Lobsang
Castañeda
En
buena medida el ensayo es un arte combinatoria, una forma
compleja
de escritura que aglutina y ordena elementos de procedencia distinta,
materiales que, de entrada, no parecen guardar
relación entre sí
pero que terminan volviéndose afines debido a
la pericia con la que
el ensayista, esa especie de prosista todoterreno, encara su tema u
objeto de estudio.
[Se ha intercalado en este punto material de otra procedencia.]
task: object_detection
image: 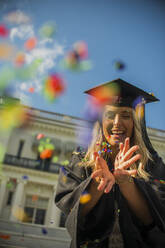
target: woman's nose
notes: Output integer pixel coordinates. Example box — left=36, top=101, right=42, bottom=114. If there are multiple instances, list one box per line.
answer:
left=113, top=114, right=121, bottom=125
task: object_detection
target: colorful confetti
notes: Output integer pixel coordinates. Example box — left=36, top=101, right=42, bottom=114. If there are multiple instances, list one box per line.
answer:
left=32, top=195, right=38, bottom=202
left=61, top=41, right=92, bottom=71
left=0, top=234, right=11, bottom=240
left=114, top=60, right=125, bottom=70
left=37, top=133, right=45, bottom=140
left=43, top=73, right=66, bottom=102
left=0, top=103, right=27, bottom=131
left=6, top=181, right=14, bottom=189
left=80, top=191, right=91, bottom=204
left=52, top=156, right=59, bottom=163
left=22, top=175, right=29, bottom=180
left=28, top=87, right=35, bottom=93
left=24, top=37, right=37, bottom=51
left=39, top=22, right=56, bottom=38
left=42, top=228, right=48, bottom=235
left=61, top=160, right=69, bottom=166
left=0, top=24, right=9, bottom=37
left=14, top=52, right=25, bottom=67
left=12, top=206, right=31, bottom=222
left=40, top=149, right=53, bottom=159
left=0, top=43, right=15, bottom=60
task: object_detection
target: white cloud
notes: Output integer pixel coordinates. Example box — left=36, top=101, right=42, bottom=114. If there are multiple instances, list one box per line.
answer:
left=10, top=25, right=34, bottom=41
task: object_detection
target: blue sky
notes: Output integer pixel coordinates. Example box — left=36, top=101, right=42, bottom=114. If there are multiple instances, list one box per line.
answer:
left=0, top=0, right=165, bottom=130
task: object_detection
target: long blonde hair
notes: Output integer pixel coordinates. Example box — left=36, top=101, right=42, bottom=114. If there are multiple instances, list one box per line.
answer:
left=78, top=108, right=152, bottom=180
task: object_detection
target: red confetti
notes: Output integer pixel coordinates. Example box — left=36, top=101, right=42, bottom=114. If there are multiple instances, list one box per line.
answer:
left=0, top=234, right=11, bottom=240
left=0, top=24, right=9, bottom=37
left=44, top=73, right=66, bottom=101
left=37, top=133, right=45, bottom=140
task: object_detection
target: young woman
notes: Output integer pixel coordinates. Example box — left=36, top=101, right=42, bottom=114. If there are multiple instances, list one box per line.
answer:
left=55, top=79, right=165, bottom=248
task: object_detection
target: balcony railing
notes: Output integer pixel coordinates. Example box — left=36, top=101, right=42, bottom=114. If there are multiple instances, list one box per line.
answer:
left=3, top=154, right=61, bottom=174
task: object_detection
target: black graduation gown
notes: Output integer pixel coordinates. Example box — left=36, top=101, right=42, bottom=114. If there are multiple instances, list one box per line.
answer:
left=55, top=151, right=165, bottom=248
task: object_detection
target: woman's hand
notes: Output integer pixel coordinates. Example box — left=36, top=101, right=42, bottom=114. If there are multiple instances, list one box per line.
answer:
left=91, top=153, right=115, bottom=193
left=114, top=137, right=140, bottom=184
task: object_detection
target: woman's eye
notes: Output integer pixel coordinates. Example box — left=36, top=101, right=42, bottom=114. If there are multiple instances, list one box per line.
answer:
left=121, top=115, right=131, bottom=119
left=105, top=113, right=115, bottom=119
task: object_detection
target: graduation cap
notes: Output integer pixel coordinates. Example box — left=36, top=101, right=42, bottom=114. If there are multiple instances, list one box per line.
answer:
left=84, top=78, right=159, bottom=108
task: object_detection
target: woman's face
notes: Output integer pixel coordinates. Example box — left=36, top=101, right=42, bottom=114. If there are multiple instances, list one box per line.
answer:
left=102, top=105, right=134, bottom=146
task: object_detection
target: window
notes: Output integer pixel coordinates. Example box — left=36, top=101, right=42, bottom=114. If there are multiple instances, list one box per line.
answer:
left=17, top=140, right=25, bottom=158
left=6, top=191, right=14, bottom=206
left=23, top=195, right=48, bottom=225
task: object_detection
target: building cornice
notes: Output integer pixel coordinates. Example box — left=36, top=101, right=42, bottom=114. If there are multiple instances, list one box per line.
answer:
left=3, top=165, right=59, bottom=186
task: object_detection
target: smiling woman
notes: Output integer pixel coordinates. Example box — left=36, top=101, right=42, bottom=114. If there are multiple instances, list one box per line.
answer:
left=55, top=78, right=165, bottom=248
left=102, top=106, right=134, bottom=146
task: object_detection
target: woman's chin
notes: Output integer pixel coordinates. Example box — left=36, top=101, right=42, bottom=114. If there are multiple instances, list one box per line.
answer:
left=109, top=135, right=126, bottom=146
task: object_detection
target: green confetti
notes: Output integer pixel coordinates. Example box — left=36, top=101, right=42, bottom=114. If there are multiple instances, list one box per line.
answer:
left=38, top=145, right=44, bottom=153
left=61, top=160, right=69, bottom=166
left=52, top=156, right=59, bottom=163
La posibilidad de fraguar
combinaciones
efectivas, capaces no sólo de reforzar lo dicho sino
de abrir
nuevas perspectivas de análisis e interpretación, depende
esencialmente de dos cosas: primero, del nivel de curiosidad
desplegado por el propio ensayista y, segundo, de la disponibilidad
de los materiales susceptibles de ser combinados. La curiosidad es
el deseo de averiguar lo que a uno no le concierne y, en ese
sentido,
una “cualidad” enteramente particular. Los límites y
alcances de la
curiosidad se corresponden siempre con los límites y
alcances de
la personalidad que la acoge, nutre y despliega. La
disponibilidad
de los materiales, en cambio, se relaciona de manera
directa con las
circunstancias que configuran la realidad, de
límites variables, en
la que con osadía se desenvuelven los
curiosos. Montaigne, se ha
dicho hasta el cansancio, trabajaba con
los materiales que su propia
subjetividad le concedía pero también
con las
múltiples referencias
proporcionadas por su formación
clásica y, más aún, con los conocimientos producidos en su época.
Francis Bacon, el otro gran precursor histórico del ensayo moderno,
hacía lo mismo. Esa mezcla
de elementos internos y externos les
ayudaba a explorar mejor sus
intereses y obsesiones. Hoy más que
nunca el ensayista cuenta con
un almacén infinito de materiales que
le permiten, en teoría, eslabonar férreas cadenas de significación
al servicio de sus elucidaciones. Si, por una parte, la manera de
entrelazarlos sigue siendo
intransferible; por otra, su
disponibilidad se ha estandarizado a tal
grado que casi ningún
ensayista puede sentirse fuera del torrente
de información que, las
más de las veces, funciona como ingrediente básico de sus ensayos.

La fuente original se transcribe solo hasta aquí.